New Nationals MP Luke O'Sullivan calls for joint sitting of Victorian Parliament

RELATED: New Nationals MP Luke O'Sullivan blocked from Parliament

New Nationals MP Luke O’Sullivan has called on Premier Daniel Andrews to enable him to take his seat in state Parliament. 

The Supreme Court on Wednesday found it did not have the power to direct the Parliament to hold a joint sitting, which is required for Mr O’Sullivan to be sworn into the Victorian upper house. 

The new Nationals MP was selected by the party to replace Damian Drum, who has entered federal politics.

“I call on Daniel Andrews to do the right thing and hold a joint sitting,” Mr O’Sullivan said.

He said the dispute had deprived the people of Northern Victoria their full representation for too long.

Mr O’Sullivan told the Bendigo Advertiser last month he was unable able to set up an office, employ staff, get an email address or represent the electorate’s constituents until he had been sworn in.
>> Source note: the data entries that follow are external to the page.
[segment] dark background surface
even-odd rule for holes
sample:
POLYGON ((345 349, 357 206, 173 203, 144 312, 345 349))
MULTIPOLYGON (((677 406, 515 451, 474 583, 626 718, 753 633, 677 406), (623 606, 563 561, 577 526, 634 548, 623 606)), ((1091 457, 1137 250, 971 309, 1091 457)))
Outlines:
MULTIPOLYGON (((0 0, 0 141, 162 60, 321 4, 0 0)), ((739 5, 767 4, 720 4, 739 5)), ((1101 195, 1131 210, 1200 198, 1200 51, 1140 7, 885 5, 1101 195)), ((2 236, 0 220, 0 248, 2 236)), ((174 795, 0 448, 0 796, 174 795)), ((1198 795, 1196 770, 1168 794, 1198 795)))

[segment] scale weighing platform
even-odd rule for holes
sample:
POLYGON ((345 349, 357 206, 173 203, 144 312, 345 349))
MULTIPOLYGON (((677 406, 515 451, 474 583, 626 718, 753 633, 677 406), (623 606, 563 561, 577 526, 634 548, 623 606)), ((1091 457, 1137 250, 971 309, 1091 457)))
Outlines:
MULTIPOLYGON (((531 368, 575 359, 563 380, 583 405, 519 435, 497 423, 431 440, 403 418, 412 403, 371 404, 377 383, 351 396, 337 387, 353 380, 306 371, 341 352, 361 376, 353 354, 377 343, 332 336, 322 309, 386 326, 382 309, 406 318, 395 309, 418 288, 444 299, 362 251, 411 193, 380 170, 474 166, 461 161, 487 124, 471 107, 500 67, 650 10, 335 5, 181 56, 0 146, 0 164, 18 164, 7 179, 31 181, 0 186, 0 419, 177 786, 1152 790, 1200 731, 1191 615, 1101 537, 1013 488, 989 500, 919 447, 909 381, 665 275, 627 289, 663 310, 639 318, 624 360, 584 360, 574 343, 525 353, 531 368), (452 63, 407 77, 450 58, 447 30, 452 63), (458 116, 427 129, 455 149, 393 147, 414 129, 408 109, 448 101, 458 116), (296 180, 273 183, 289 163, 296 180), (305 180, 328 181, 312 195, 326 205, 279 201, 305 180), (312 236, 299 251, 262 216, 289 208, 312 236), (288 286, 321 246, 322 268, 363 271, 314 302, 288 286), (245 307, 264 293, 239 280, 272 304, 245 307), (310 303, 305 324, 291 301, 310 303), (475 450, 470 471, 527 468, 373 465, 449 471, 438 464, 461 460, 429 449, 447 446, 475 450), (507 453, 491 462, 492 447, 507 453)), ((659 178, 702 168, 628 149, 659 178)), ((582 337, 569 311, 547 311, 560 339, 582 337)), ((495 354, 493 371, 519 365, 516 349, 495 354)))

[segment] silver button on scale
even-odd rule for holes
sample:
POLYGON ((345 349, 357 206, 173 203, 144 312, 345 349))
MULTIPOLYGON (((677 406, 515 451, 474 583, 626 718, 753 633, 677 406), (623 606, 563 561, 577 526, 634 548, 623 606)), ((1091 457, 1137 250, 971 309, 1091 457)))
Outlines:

Leader of the Nationals Peter Walsh said the resignation of Senator Stephen Conroy meant there must be a joint sitting of the Victorian Parliament to appoint a new senator. 

“The Liberal-Nationals Coalition welcomes the opportunity to swear Mr O’Sullivan into the Legislative Council and appoint Senator Conroy’s replacement at the earliest opportunity,” Mr Walsh said.

He said the Nationals had pursued all avenues available to it to see the joint sitting held. 

Mr O’Sullivan said the party would not be appealing the decision.

“While we are disappointed the courts cannot assist further in resolving the matter, we don’t regret challenging Daniel Andrews,” Mr Walsh said.

“He is behaving like a bully.”

Labor voted against holding a joint session after Special Minister of State Gavin Jennings was suspended for six months from the upper house earlier this year for refusing to release confidential documents.

His suspension expires in November.

Mr O’Sullivan feared he would be unable to enter Parliament until Mr Jennings returned, though he told Fairfax Media Mr Jennings’ suspension was a separate matter that should have no bearing on a joint sitting.